Mais de 50 golfinhos encalham em Cabo Verde

Mais de 50 golfinhos encalharam, quarta-feira (15), numa das praias do nordeste da ilha do Maio, em Cabo Verde.

Citado pela agência cabo-verdiana de notícias (inforpress), o delegado marítimo na ilha, Luís Delgado, disse que as autoridades locais estão à procura de uma resposta à causa desse desastre ambiental.

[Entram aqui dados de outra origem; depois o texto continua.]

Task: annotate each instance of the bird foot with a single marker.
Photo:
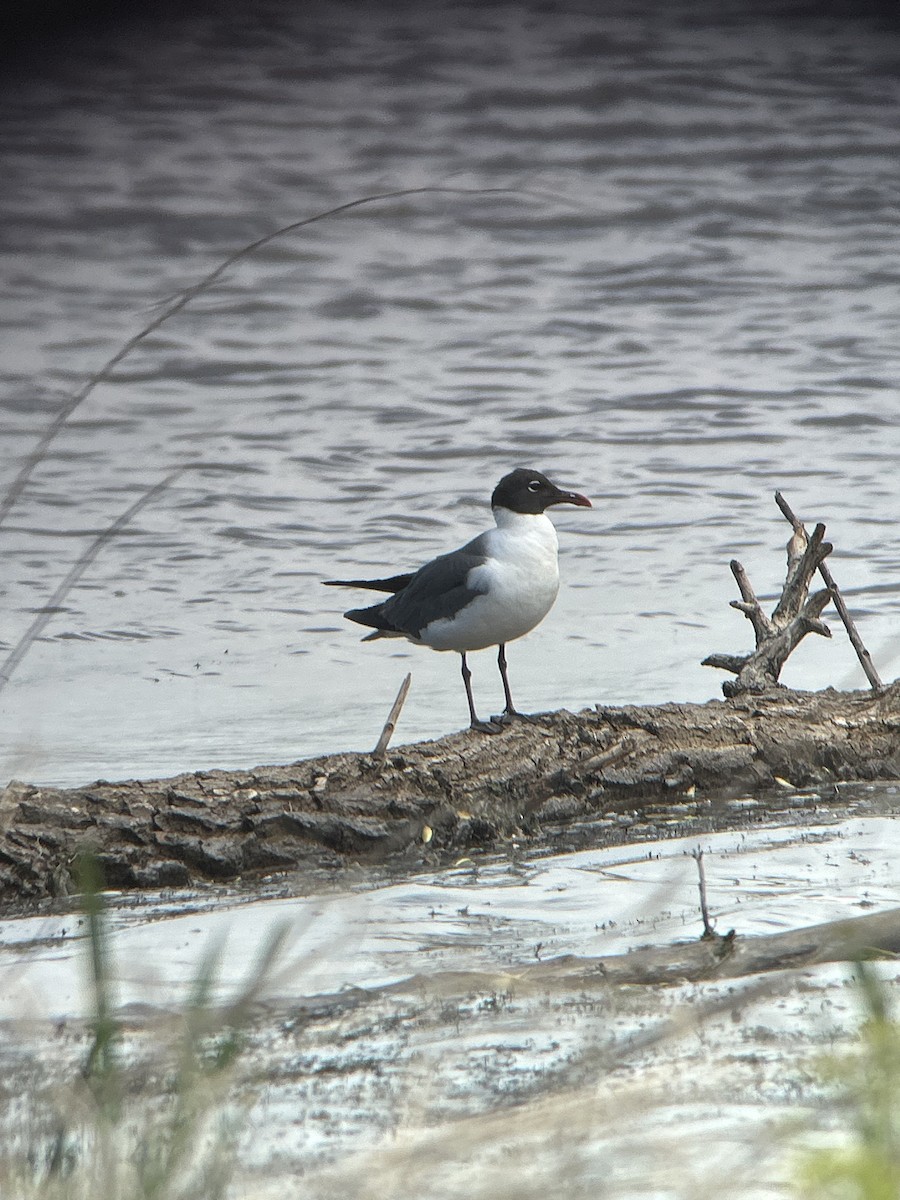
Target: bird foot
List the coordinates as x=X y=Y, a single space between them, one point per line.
x=492 y=726
x=511 y=714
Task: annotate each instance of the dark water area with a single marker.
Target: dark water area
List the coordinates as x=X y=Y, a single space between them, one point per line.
x=684 y=298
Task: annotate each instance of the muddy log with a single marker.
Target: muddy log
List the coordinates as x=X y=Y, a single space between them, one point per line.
x=433 y=802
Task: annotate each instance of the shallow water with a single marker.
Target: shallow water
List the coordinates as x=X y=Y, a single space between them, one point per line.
x=689 y=303
x=619 y=1091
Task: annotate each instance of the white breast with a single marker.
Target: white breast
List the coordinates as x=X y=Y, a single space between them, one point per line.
x=521 y=577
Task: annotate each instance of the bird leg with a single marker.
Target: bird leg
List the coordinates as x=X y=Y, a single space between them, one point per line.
x=510 y=709
x=510 y=712
x=481 y=726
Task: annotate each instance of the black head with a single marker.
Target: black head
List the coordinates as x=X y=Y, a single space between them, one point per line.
x=529 y=491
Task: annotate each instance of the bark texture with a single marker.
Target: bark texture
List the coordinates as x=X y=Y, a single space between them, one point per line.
x=605 y=768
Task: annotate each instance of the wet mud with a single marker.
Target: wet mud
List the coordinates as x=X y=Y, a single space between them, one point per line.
x=553 y=783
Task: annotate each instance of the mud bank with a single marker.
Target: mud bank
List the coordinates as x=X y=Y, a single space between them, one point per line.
x=421 y=804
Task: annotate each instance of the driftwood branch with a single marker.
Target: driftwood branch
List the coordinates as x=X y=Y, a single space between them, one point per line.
x=796 y=615
x=393 y=718
x=855 y=939
x=843 y=611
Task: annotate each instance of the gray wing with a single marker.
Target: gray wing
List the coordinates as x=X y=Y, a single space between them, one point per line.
x=439 y=589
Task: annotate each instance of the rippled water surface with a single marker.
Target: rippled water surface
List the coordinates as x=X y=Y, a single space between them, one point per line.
x=689 y=301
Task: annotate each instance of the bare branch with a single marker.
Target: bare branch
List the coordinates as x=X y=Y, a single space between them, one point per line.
x=843 y=611
x=393 y=717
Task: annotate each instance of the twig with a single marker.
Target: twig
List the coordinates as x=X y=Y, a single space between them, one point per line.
x=849 y=624
x=184 y=298
x=708 y=931
x=750 y=606
x=47 y=611
x=391 y=723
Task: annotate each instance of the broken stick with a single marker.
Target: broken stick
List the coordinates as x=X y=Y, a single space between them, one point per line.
x=393 y=717
x=843 y=611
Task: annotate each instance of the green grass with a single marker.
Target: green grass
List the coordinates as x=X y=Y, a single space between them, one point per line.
x=865 y=1092
x=111 y=1133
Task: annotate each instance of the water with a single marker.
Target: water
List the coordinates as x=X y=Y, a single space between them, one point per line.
x=616 y=1090
x=699 y=307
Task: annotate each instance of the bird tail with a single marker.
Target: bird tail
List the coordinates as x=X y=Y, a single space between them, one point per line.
x=395 y=583
x=376 y=619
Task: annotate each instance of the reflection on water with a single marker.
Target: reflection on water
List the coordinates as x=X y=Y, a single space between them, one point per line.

Este é mais um caso em que este tipo de animal marinho dá à costa numa ilha do arquipélago cabo-verdiano, aparentemente sem nenhuma explicação plausível.

O último caso ocorreu em novembro de 2007, quando 265 golfinhos encalharam na costa da ilha da Boa Vista, onde acabaram por morrer, apesar das inúmeras tentativas feitas pela polícia marítima e pela população para os salvar e os devolver ao mar.

Na altura, uma bióloga do Instituto Nacional de Desenvolvimento das Pescas (INDP) admitiu que esse desastre ambiental podia estar relacionado com a presença, nas águas de Cabo Verde, de um submarino norte-americano, que esteve no porto de Mindelo, na ilha de São Vicente, e se disfez ao mar um dia antes das primeiras mortes de golfinhos.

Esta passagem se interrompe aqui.